For the Butterscotch Apples:
½ tablespoon Tideford white miso
70g light brown sugar
1 teaspoon vanilla extract
120ml single soya cream (I used Alpro Soya)
70g vegan spread (I used Flora Freedom)
2 tablespoons mirin
For the Almond Crumble:
50g ground almonds
20g light brown sugar
40g vegan spread
20g toasted, flaked almonds (optional)
1 Preheat the oven to 180˚C/Gas 4. In a flameproof dish*, combine the white miso, light brown sugar, vanilla extract, soya cream, vegan spread and mirin. Stir over a medium heat until the sugar has dissolved, approx 3-4 mins.
2 Remove the core from the apples. If you don’t have a corer, use a knife or narrow peeler. Cut each apple in half.
3 Put the apple halves into the butterscotch sauce, cut side down. Cover it with tinfoil. Transfer the pan to the oven for approx 20-25 mins, or until the apples are easily pierced with a knife.
4 Meanwhile, line a baking tray with greaseproof paper. Combine the almond crumble ingredients in a bowl. Using your fingertips, rub in the vegan spread until combined and crumbly.**
5 Spread the almond crumble onto the greaseproof. Bake for 10-12 mins, until golden brown.
6 When cooked, set the crumble aside and allow it to cool slightly. When cool, break up any large chunks.

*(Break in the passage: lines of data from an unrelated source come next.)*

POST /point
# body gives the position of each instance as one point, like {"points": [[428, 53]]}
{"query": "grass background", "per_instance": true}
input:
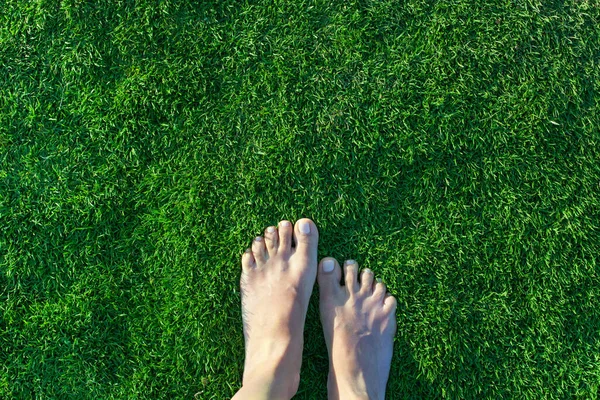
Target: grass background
{"points": [[451, 146]]}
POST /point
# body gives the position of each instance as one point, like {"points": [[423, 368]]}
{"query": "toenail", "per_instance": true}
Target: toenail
{"points": [[328, 265], [305, 227]]}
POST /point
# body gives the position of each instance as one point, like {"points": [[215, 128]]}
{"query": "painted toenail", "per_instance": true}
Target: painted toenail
{"points": [[305, 227], [328, 265]]}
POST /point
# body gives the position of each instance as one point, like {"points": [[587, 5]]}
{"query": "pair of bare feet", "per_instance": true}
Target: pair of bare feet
{"points": [[278, 275]]}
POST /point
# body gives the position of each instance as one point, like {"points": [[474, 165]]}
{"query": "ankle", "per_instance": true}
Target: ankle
{"points": [[270, 384], [274, 367], [350, 388]]}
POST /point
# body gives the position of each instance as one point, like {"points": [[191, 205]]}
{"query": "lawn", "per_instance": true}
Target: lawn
{"points": [[453, 147]]}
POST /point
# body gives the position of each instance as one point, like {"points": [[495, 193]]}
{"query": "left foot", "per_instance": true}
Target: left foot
{"points": [[278, 275]]}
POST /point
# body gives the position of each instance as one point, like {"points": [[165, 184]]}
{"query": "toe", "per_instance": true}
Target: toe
{"points": [[285, 236], [306, 237], [329, 277], [248, 261], [271, 240], [259, 249], [379, 290], [366, 281], [351, 275]]}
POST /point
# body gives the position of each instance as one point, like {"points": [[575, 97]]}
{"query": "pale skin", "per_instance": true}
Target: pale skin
{"points": [[358, 318]]}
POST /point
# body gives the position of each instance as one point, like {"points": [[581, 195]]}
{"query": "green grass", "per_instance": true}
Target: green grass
{"points": [[451, 146]]}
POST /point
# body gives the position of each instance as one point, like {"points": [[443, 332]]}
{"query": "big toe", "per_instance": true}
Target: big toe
{"points": [[329, 277], [306, 237]]}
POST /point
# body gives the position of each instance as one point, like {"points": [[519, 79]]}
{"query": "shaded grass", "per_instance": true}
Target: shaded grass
{"points": [[452, 147]]}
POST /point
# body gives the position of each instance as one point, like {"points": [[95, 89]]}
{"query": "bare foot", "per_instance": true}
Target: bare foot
{"points": [[278, 275], [359, 320]]}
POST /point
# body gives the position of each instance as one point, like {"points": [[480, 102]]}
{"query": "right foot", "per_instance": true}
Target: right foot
{"points": [[359, 322]]}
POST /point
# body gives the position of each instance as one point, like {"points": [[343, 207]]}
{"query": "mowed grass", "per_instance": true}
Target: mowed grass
{"points": [[453, 147]]}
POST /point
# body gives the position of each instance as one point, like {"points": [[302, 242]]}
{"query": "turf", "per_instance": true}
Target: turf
{"points": [[451, 146]]}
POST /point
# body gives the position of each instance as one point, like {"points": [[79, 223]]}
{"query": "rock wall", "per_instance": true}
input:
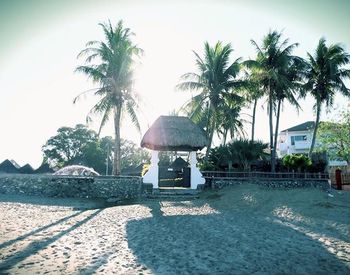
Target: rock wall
{"points": [[117, 188], [271, 183]]}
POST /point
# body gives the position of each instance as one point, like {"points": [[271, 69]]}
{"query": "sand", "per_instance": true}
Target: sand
{"points": [[240, 230]]}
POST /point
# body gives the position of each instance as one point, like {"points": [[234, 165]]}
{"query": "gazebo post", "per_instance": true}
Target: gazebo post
{"points": [[152, 174], [196, 175]]}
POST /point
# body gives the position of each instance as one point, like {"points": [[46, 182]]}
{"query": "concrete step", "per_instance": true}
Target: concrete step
{"points": [[175, 193]]}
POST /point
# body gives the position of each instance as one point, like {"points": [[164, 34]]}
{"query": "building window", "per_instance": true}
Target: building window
{"points": [[298, 138]]}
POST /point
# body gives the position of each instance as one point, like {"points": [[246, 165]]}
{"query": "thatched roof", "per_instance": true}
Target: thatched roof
{"points": [[44, 169], [174, 133], [8, 167], [77, 170], [179, 163]]}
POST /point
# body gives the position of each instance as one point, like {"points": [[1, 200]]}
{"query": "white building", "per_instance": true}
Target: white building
{"points": [[297, 140]]}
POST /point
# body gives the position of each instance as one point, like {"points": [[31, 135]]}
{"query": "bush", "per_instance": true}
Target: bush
{"points": [[297, 162]]}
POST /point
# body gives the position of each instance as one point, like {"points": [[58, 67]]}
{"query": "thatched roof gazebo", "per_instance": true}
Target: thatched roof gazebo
{"points": [[8, 167], [174, 133]]}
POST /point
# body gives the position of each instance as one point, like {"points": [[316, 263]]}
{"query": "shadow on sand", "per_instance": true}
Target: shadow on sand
{"points": [[36, 246], [229, 242]]}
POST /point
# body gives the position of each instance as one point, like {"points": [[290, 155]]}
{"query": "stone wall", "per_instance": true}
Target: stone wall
{"points": [[117, 188], [270, 183]]}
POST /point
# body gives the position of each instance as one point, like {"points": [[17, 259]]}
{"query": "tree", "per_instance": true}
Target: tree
{"points": [[334, 137], [228, 119], [216, 78], [253, 93], [241, 152], [272, 72], [325, 75], [114, 75], [82, 146], [299, 162]]}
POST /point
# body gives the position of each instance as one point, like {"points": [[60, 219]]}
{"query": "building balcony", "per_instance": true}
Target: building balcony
{"points": [[299, 145]]}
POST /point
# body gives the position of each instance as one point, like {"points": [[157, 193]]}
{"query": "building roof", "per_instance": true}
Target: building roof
{"points": [[7, 167], [308, 125], [44, 169], [174, 133]]}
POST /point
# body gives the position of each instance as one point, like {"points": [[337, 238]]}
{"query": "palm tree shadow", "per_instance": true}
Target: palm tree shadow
{"points": [[224, 243], [75, 204], [33, 232], [36, 246]]}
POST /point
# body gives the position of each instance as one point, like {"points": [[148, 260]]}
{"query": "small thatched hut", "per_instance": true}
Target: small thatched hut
{"points": [[174, 133], [8, 167], [26, 169], [44, 169]]}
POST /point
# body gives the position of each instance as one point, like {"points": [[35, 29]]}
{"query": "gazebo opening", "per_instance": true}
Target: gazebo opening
{"points": [[177, 134]]}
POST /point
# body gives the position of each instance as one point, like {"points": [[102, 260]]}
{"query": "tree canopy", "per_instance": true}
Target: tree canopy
{"points": [[79, 145]]}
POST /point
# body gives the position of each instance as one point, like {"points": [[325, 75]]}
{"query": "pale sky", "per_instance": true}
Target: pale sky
{"points": [[41, 39]]}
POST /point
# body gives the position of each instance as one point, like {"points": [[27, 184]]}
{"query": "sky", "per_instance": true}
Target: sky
{"points": [[40, 41]]}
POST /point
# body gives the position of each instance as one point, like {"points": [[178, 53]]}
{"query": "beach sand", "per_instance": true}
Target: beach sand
{"points": [[244, 229]]}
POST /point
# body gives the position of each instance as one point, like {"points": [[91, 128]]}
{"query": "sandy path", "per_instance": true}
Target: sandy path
{"points": [[242, 230]]}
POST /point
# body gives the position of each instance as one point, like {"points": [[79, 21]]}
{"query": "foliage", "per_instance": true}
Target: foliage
{"points": [[325, 75], [113, 72], [68, 145], [132, 155], [217, 81], [241, 153], [299, 162], [80, 145], [334, 137], [275, 71]]}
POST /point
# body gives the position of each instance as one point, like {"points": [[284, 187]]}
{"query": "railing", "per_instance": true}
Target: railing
{"points": [[264, 175]]}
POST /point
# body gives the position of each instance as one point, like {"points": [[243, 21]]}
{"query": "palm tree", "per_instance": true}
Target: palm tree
{"points": [[325, 76], [253, 93], [272, 66], [216, 77], [229, 121], [114, 75]]}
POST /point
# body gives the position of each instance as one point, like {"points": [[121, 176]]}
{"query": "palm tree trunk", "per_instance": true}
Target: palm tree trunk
{"points": [[271, 132], [253, 122], [116, 166], [212, 130], [225, 136], [276, 130], [317, 122]]}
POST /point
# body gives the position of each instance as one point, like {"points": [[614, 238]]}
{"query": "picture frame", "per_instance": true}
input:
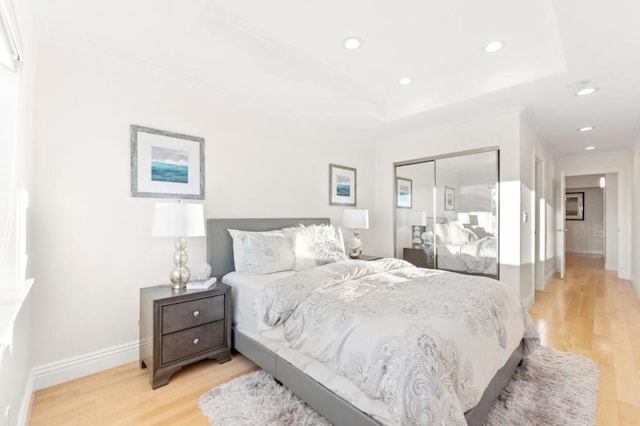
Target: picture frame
{"points": [[574, 205], [449, 198], [166, 164], [404, 193], [343, 186]]}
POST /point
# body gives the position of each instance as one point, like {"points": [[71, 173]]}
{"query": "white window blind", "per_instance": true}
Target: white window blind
{"points": [[9, 198], [9, 49]]}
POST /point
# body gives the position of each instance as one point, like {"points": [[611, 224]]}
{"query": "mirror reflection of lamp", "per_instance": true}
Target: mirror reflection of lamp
{"points": [[417, 219], [355, 219]]}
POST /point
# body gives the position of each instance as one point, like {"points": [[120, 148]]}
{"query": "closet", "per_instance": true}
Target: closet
{"points": [[447, 212]]}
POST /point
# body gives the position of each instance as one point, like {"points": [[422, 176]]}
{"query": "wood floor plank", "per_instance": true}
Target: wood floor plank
{"points": [[590, 312]]}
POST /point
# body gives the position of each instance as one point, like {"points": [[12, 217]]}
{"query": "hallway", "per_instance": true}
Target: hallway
{"points": [[597, 315]]}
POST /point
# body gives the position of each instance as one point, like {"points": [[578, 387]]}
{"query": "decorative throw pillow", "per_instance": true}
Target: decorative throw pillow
{"points": [[316, 245], [261, 252]]}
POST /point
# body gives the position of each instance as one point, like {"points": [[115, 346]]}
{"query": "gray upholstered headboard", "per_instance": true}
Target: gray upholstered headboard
{"points": [[220, 244]]}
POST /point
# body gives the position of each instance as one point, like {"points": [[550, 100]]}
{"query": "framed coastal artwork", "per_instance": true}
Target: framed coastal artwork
{"points": [[166, 165], [404, 190], [574, 206], [342, 186]]}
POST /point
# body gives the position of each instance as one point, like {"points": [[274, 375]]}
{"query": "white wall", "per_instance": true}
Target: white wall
{"points": [[532, 148], [611, 222], [497, 130], [16, 341], [587, 236], [620, 163], [92, 245], [635, 229]]}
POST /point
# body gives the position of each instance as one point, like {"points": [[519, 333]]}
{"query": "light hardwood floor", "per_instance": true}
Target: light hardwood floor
{"points": [[591, 313]]}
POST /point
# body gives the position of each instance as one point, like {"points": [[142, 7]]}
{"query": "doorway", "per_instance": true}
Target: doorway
{"points": [[591, 220]]}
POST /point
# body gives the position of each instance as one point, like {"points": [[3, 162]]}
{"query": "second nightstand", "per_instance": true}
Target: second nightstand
{"points": [[179, 327]]}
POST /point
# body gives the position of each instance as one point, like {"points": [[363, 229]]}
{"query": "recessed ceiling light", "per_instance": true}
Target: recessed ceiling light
{"points": [[494, 46], [352, 43], [586, 91]]}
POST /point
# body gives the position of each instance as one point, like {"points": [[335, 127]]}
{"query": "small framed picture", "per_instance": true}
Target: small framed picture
{"points": [[574, 206], [404, 193], [166, 165], [342, 186], [449, 198]]}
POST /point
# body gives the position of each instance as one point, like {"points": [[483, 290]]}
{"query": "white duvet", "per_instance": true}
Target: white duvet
{"points": [[425, 342]]}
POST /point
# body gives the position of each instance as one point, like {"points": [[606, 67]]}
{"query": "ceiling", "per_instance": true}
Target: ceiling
{"points": [[287, 56]]}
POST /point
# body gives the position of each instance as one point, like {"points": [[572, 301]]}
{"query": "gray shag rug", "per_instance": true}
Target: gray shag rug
{"points": [[550, 387]]}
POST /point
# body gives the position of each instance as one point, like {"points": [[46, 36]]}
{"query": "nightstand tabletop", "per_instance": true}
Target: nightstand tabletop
{"points": [[368, 257]]}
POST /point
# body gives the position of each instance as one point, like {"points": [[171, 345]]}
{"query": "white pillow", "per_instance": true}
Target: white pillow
{"points": [[316, 245], [456, 234], [262, 252]]}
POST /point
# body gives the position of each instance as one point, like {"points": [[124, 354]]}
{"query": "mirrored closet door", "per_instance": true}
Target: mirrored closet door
{"points": [[447, 212]]}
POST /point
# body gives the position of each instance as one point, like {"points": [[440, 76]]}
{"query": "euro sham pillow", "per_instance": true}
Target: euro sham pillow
{"points": [[262, 252], [316, 245]]}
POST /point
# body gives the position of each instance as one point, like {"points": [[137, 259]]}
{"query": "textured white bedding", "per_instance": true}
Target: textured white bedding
{"points": [[245, 286]]}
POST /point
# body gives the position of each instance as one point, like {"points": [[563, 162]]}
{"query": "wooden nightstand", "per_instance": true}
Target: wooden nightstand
{"points": [[179, 327], [418, 257], [368, 257]]}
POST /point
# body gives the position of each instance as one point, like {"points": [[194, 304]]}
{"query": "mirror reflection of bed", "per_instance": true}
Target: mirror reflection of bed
{"points": [[454, 213]]}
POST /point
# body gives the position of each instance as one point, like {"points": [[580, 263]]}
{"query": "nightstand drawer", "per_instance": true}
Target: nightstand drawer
{"points": [[189, 342], [179, 316]]}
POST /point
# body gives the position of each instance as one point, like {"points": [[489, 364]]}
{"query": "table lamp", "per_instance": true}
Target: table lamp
{"points": [[179, 220], [417, 219], [355, 219]]}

7 Divide the apples between four plates. Drizzle over the butterscotch sauce and crumble. Top with flaked almonds and ice cream if desired.
*If you don’t have a flameproof dish that’s also suitable for the oven. Prepare the sauce in a saucepan before transferring it to an ovenproof dish.
**It’s best to use vegan spread which is fridge cold. Initially the mixture wont resemble fine breadcrumbs but don’t worry, you can crumble it up when it’s baked.